Another sense of sacred time in the Hindu world is the time of the distant past, a kind of mythical time when certain gods were active in the human realm. The Mahabharata and the Ramayana record these times, as do the many Puranas, which often narrate divine acts in the human world. As much as these mythic times are understood to be in the past, there is an important sense in which this past continues to be relevant. These stories are retold over and over again, and often presented in dramatic form (including on television), thus making them in a sense contemporary.
Such a sense of sacred time is not always beneficent, however. For instance, in the contemporary political realm some Hindus, particularly those on the right side of the political spectrum, have called for a return to or restoration of this ancient, mythic idealized sacred past, a past when god-kings such as Rama ruled India according to the laws of dharma. Such conceptions of the past, and such calls for a return to a more sacred Hindu time, have all too often had disastrous effects, leading to some extremists to demand that all non-Hindus leave India. The late 1980s and early 1990s saw one such movement with the rise of the BJP political party, which called precisely for a return to the sacred past, and the eventual destruction of the Babri Masjid in Ayodha in 1992 and subsequent riots that left thousands of Hindus and Muslims dead.
Another sense of sacred time is seen in the many stories about the Krishna and his human "consort" Radha. Radha and Krishna's relationship takes place in the forest of Vrindavana (Vrindavan or Brindavana or Brindavan).
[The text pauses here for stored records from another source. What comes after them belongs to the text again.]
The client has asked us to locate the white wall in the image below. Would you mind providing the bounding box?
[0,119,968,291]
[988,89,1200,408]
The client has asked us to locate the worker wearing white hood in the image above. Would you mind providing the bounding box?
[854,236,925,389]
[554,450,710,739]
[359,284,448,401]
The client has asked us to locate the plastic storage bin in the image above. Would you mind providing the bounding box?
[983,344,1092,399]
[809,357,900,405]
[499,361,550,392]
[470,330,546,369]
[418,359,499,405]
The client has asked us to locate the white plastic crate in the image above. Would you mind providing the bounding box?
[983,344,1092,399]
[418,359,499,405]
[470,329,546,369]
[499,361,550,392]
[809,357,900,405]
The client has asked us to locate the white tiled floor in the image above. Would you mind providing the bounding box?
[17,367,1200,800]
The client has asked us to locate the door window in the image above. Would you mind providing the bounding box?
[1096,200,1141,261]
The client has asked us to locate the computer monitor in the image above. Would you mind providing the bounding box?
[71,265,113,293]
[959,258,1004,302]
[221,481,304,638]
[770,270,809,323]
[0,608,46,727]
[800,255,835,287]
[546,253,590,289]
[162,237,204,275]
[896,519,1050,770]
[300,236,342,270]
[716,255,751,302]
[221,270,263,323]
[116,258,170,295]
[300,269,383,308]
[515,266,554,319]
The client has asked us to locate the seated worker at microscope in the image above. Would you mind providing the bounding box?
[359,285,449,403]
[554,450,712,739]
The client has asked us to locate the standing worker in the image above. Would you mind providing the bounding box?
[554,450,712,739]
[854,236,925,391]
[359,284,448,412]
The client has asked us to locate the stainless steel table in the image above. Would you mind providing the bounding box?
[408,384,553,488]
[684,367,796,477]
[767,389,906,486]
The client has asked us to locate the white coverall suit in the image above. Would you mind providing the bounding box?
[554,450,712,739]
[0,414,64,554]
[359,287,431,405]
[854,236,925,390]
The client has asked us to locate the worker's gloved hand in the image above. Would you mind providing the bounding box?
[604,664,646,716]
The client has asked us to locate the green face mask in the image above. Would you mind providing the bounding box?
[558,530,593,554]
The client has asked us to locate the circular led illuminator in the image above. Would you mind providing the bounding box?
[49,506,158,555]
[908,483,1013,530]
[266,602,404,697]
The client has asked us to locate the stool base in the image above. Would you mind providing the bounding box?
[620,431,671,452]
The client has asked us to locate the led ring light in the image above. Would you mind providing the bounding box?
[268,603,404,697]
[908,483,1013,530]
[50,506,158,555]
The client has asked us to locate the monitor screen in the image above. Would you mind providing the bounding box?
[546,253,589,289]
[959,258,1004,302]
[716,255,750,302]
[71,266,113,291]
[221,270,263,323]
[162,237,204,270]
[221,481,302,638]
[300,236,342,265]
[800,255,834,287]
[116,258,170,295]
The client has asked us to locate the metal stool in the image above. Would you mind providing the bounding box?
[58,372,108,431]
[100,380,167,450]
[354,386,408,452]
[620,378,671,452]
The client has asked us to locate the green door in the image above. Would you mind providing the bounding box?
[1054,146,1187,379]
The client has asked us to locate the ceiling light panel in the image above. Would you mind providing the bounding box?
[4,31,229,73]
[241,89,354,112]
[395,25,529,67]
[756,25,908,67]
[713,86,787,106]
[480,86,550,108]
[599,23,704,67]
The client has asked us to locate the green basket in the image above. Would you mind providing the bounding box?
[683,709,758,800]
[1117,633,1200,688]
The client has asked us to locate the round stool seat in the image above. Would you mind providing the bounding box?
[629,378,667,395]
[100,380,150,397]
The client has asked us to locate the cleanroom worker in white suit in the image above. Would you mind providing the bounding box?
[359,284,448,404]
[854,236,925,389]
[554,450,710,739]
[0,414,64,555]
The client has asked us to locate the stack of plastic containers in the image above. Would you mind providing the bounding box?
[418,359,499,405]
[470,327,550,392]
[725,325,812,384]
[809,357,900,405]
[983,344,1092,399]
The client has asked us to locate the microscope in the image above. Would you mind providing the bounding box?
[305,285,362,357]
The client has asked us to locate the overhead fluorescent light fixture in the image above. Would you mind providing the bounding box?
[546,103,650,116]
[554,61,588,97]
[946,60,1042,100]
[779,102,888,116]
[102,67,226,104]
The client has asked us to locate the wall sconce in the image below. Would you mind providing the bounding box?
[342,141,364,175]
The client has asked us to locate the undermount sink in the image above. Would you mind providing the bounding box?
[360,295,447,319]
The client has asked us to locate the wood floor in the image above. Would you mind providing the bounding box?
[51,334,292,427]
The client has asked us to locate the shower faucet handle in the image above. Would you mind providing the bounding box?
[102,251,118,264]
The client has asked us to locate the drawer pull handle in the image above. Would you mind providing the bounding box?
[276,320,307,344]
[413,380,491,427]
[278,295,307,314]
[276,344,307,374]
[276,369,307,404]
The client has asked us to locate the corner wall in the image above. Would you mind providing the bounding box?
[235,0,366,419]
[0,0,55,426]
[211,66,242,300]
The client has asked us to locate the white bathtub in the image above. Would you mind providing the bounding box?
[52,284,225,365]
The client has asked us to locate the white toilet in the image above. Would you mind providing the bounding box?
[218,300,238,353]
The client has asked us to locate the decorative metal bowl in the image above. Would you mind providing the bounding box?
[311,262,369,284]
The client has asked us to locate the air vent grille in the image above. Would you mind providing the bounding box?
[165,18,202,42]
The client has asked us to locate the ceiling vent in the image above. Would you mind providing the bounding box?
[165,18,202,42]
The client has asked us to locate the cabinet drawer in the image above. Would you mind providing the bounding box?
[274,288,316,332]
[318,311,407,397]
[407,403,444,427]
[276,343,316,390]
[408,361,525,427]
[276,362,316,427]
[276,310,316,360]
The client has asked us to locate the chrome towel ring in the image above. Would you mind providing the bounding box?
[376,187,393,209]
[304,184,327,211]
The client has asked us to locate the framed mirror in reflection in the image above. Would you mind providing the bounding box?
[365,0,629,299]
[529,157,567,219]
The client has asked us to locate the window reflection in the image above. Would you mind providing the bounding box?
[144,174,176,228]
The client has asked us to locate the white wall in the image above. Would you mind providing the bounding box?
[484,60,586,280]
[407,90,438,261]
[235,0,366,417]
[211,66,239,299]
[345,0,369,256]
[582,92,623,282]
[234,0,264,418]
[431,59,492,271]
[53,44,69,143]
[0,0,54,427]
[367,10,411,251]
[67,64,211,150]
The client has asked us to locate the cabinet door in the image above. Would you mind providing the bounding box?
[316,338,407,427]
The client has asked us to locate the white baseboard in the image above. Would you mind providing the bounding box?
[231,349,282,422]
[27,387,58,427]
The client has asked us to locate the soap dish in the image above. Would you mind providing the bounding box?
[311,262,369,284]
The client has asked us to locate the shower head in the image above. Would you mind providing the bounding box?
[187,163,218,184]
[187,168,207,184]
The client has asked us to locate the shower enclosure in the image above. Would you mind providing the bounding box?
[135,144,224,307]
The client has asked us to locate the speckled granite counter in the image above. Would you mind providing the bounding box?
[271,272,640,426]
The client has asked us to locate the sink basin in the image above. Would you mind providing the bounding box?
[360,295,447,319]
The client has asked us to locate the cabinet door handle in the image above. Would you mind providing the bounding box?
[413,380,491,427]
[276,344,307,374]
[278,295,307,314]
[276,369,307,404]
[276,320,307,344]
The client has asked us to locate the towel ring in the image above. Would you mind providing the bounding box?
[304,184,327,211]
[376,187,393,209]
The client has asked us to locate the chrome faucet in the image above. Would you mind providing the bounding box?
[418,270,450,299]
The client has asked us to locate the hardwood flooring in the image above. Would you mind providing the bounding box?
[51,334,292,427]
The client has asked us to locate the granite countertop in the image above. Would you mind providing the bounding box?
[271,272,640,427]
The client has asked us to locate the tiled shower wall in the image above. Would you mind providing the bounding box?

Although Vrindavana is a physical place—it is in the Mathura district of the modern state of Uttar Pradesh—it is usually conceived as a mythical paradise, a kind of utopia (literally a "no place") that exists "out of time," in a kind of eternal divine present.
Pilgrims visit Vrindavana, seeking the places where Krishna and Radha lived and engaged in their divine play and divine love, as described in any number of devotional texts, such as the beloved Gitagovinda, written by the poet Jayadeva in the 12th century. Although the gods are not physically present (although they can be, in the form of murtis, images), being in this sacred land in a sense transports the worshippers out of human time, into divine time. In an important sense, any Hindu temple, or any sacred place, presents this same sense of temporal transcendence, of sacred, eternal time.
1. How does the Hindu understanding of time differ from the western construction of time?
2. Why are many Hindus interested in the concept of auspicious days?
3. How has sacred time become politicized within Hinduism?